Extensive biomechanical studies in the 2000s and early 2010s clarified what sort of posture Plateosaurus was really capable of. It was found to be completely unable to position its arms in a quadrupedal stance, and so was actually purely bipedal – and skeletons that had been mounted in the quadrupedal position had needed many of their joints to be completely dislocated to achieve the pose!

A huge number of different Plateosaurus species had been named over the genus’ nearly-200-years of history, too, creating a confusing mess of dubious and invalid names. These were all finally revised in 2019 leaving just three valid species, with Plateosaurus trossingensis as the best known and the new type species.

We now know Plateosaurus lived across central and northern Europe during the Late Triassic, around 214-204 million years ago, at a time when the region had a subtropical climate. It had a small head on a long flexible neck, with teeth convergently resembling those of modern iguanas suggesting it was probably primarily herbivorous (with possible opportunistic omnivory). Its arms were proportionally short for a prosauropod but were well-adapted for grasping, with large claws that may have been used to dig up roots and tear down branches

It had a rapid growth rate and bird-like lungs and air sacs that suggest it was warm-blooded, and different individuals showed an unusually high amount of variation in adult size and age of maturity. Some appear to have been fully grown at about 5m long (~16′) and as young as 12 years old, while others reached 10m long (~33′), and were still growing at 27 years old.

The bonebeds are no longer thought to represent mass mortalities of herds, but instead were probably a scenario more similar to the La Brea Tar Pits – mud-miring traps that smaller lighter animals could escape from but larger individuals became stuck and died.

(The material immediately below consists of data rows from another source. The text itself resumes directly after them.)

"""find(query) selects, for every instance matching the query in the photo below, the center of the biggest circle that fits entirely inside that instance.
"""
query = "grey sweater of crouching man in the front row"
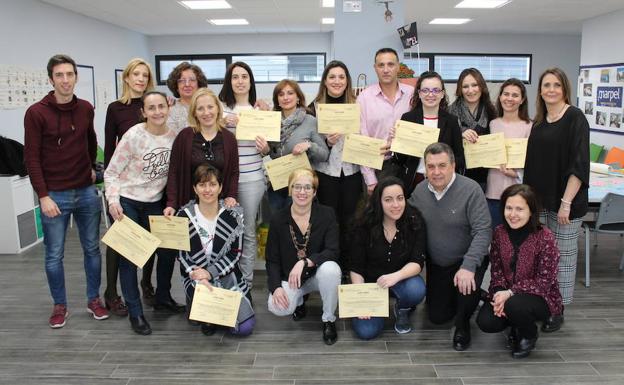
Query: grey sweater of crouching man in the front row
(458, 225)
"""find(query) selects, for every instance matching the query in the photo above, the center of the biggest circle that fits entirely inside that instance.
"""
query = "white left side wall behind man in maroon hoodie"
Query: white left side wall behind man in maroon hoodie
(34, 31)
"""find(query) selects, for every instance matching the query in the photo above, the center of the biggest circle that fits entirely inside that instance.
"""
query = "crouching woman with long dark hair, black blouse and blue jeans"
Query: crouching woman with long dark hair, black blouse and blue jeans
(389, 249)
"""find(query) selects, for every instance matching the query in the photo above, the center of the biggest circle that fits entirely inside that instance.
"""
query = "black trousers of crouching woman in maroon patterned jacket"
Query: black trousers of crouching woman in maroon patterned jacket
(521, 310)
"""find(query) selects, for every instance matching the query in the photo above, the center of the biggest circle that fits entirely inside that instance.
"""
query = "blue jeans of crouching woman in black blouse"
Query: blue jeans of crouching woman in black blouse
(408, 293)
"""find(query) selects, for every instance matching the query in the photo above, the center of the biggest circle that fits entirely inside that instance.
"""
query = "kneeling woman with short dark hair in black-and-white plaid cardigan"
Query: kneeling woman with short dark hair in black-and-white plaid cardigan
(216, 234)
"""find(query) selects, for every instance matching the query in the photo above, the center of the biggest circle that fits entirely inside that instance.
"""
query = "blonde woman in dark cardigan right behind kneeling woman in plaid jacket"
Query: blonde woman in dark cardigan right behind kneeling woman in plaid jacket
(204, 141)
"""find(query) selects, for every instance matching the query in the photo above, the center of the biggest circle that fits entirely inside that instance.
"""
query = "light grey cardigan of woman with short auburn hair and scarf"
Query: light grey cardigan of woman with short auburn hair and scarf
(307, 131)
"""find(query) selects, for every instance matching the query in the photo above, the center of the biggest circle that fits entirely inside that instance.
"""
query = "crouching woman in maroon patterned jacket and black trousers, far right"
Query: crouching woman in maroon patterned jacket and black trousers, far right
(524, 261)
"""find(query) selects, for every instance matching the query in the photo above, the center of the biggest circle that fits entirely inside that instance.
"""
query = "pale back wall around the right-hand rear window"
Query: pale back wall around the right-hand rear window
(548, 50)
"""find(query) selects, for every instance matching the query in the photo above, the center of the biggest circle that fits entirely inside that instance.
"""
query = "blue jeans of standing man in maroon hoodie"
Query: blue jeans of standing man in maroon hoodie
(85, 206)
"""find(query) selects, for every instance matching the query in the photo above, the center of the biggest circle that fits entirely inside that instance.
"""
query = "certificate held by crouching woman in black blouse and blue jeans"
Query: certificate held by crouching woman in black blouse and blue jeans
(363, 300)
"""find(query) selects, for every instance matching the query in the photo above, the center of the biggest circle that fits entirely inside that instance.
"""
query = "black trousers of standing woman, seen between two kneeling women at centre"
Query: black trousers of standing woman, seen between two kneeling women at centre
(342, 194)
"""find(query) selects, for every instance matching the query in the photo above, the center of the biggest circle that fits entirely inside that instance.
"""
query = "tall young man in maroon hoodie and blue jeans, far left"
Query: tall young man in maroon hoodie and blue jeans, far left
(59, 151)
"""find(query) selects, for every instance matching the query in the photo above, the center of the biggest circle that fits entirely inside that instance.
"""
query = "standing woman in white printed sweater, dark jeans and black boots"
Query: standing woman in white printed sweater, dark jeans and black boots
(135, 181)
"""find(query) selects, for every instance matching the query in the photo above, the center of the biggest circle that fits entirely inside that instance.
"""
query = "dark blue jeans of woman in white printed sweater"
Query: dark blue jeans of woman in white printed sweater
(139, 212)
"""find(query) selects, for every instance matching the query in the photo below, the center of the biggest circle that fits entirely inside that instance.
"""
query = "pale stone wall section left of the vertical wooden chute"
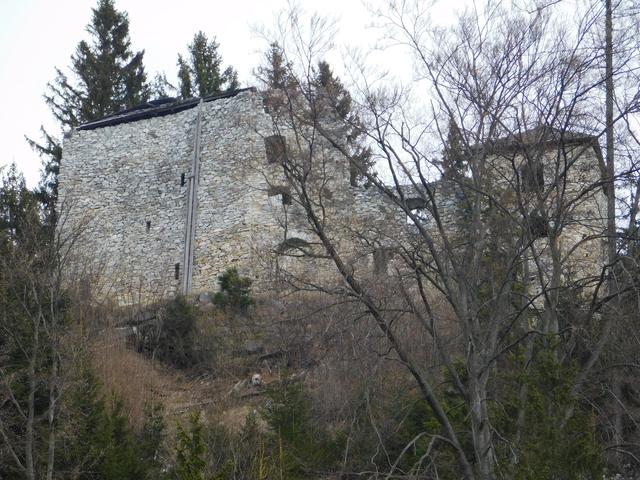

No prosauropod skin impressions have been found yet, so it’s still unknown whether Plateosaurus was scaly like later sauropods or if it had some degree of protofeather hair-like fuzz.

Island Weirdness #01

Islands are natural sites for evolutionary experiments. Their isolation and limited resources put a lot of selective pressure on their native species, often resulting in spectacular and unique adaptations. Big animals become small, small animals become big, and ecological niches can end up being filled in unexpected ways.

From the dodo becoming the first well-known example of human-caused extinction, to Darwin’s Galápagos finches being influential in the development of the theory of natural selection, to famous-but-endangered living examples like the kiwi and marine iguana, island species are fascinating and often fragile examples of how diverse life can get even in restricted conditions.

In fact, this theme ended up containing so many species I wanted to feature that I can’t possibly fit them all into just a single month. So, for the first time, a theme is going to need two months – with part 1 happening right now, and part 2 coming later this summer.


Thecodontosaurus antiquus

For much of the Mesozoic Europe was an archipelago of islands in a shallow tropical sea. During the Late Triassic, about 205-201 million years ago, some of the paleo-islands in this region existed around southern Wales and South West England, near the city of Bristol.

Thecodontosaurus was actually one of the first non-avian dinosaurs ever named by modern science, discovered in the mid 1830s – several years before the term “dinosaur” was even created to classify the “great ancient lizards”.

It was an early member of the herbivorous sauropodomorphs, the group that would eventually include the largest ever land animals. But unlike its enormous later cousins it was short-necked and bipedal, and was particularly small compared to other contemporary “prosauropods”, measuring only about 2m long (6′6″). This would make it one of the oldest known examples of insular dwarfism.